Saturday, May 30, 2009

Parables, pictures and prayers from Kaş ...untidy cupboards

We gutted the flat last year. Did a lot of big work. This month is about finishing. Today I await the electrician who will do the last of the light fixtures, and another guy with a big drill who will put up toilet roll holders and all those other bathroom bits you only notice in their absence.

The kitchen is shiny new, completed after we left last June. But yesterday I noticed the cupboard under the sink is already a mess. Gas bottle, wadded grocery bags, cleaning stuff, garbage bin, an old dishpan. Stuffed, not stored.

I’m picky about cupboards. I get a little crazy when people misplace things. I’ve never told anyone before, but whenever I come home from a trip (usually in the middle of the night) I can’t settle until I go through the kitchen and put things back where I think they belong.

Still, here it is--pristine space already overfull and scrambled.

Have you ever been a guest in a home that whispers peace and rest? No distracting clutter, no untidy projects lying about. Nothing to hint what your host is reading, whether she has a hobby or a load of unfinished paperwork. Sometimes as I’ve moved from guest to friend, into that space where I am welcome to help in the kitchen, or to poke around and help myself to what I find, I discover the spacious outward order has been achieved by hurried heaping and closing the door.

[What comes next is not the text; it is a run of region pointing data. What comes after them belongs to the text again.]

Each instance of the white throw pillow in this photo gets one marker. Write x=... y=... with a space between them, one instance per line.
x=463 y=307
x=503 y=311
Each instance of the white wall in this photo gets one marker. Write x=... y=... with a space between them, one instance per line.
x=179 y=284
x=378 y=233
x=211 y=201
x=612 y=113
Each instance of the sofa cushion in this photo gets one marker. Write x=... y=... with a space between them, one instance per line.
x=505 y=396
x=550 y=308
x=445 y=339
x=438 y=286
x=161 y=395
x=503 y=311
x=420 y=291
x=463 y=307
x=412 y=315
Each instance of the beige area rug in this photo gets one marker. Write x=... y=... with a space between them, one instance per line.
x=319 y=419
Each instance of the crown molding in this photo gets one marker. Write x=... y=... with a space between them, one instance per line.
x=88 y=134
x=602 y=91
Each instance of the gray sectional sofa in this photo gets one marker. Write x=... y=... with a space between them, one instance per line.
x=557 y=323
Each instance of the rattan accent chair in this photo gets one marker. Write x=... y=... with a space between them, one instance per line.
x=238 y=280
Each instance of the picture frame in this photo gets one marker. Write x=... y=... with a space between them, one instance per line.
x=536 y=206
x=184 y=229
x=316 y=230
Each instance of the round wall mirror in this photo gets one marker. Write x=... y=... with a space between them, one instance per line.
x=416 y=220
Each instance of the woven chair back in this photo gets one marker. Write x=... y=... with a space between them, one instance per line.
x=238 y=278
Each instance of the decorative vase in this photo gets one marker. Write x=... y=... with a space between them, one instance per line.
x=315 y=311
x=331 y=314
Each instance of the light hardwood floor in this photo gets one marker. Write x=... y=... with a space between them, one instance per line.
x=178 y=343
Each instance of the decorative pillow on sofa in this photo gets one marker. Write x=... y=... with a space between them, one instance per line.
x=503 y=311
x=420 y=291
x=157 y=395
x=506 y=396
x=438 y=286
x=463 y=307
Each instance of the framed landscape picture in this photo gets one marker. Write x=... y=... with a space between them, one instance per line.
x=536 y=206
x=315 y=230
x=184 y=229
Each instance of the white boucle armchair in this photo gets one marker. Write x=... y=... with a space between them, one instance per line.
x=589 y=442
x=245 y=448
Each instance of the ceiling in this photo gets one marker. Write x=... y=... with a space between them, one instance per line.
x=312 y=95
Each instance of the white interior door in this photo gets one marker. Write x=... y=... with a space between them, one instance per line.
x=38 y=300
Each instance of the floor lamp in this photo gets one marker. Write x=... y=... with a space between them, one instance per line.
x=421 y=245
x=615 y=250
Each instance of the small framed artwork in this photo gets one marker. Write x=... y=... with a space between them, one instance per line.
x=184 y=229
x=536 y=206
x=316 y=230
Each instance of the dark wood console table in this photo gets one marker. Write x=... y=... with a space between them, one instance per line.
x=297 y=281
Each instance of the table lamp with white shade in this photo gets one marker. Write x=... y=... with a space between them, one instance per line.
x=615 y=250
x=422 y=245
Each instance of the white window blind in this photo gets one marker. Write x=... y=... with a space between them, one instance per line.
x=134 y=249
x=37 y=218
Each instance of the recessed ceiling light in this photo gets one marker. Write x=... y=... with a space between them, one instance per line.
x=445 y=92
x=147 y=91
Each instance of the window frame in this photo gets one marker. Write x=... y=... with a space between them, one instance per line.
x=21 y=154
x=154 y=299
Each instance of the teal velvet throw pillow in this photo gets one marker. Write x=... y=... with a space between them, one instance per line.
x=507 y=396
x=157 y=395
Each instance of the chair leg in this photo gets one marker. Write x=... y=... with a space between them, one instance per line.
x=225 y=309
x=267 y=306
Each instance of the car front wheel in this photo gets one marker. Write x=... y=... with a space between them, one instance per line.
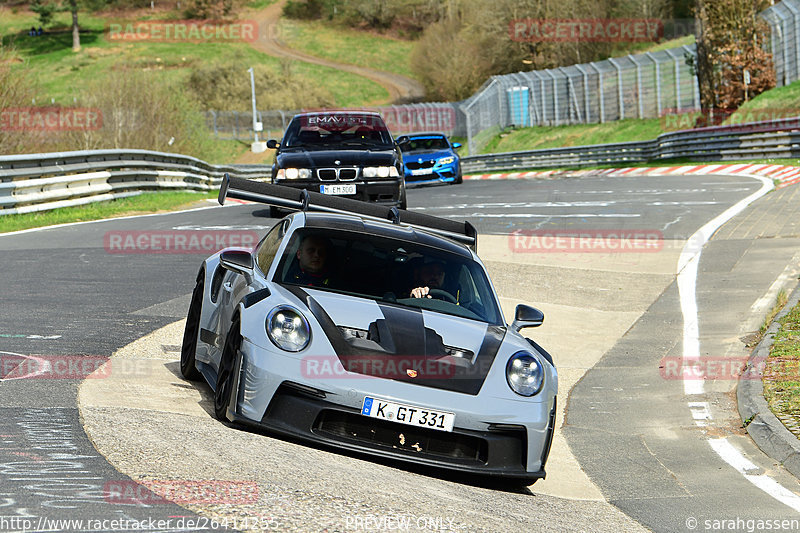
x=225 y=377
x=190 y=333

Or that doors hide jigsaw puzzles to be oh-so-carefully unpacked and repacked just to find a coffee mug, an iron, or the vacuum cleaner.

People can be like that, too. Outwardly calm, apparently at rest and full of spacious joy, while inside all is jumble and clutter. When we arrange our lives so that we are always in a hurry, leaving no margins to reflect and unwind the jumble to look for God’s Presence, His order in it all, our calm is worn like a mask to cover confusion, thoughtlessness, and an untidy intellect.

More often with me, I just cram too much in--too many projects, too many people, too much information. Good stuff, and I may keep it all compartmentalized and organized with lists, time-lines, journals and disciplined regimens of so-much-of-this-or-that-each-day. I can even be admired for my management skills, or for the sheer quantity I can pack in. But the result is the same. An inaccessible complexity obscures clarity of vision, unhurried listening, deep reflection and attentive prayer. I’m present, but I may not be truly available—to my Lord, or to the people He places before me.

O Lord, teach me the way of an uncluttered spirit—inside and out. Remind me to bring stuff to You to see whether it belongs in my cupboard before I dump it in. Discipline me to leave space—margins—to reflect on the jumble of my days, and to notice what good stuff I’m tempted to cram in so as to bury the best stuff, the building of Your Kingdom and the dwelling in Your presence so that I mirror that gracious spaciousness that is real, truly hospitable, and life-giving.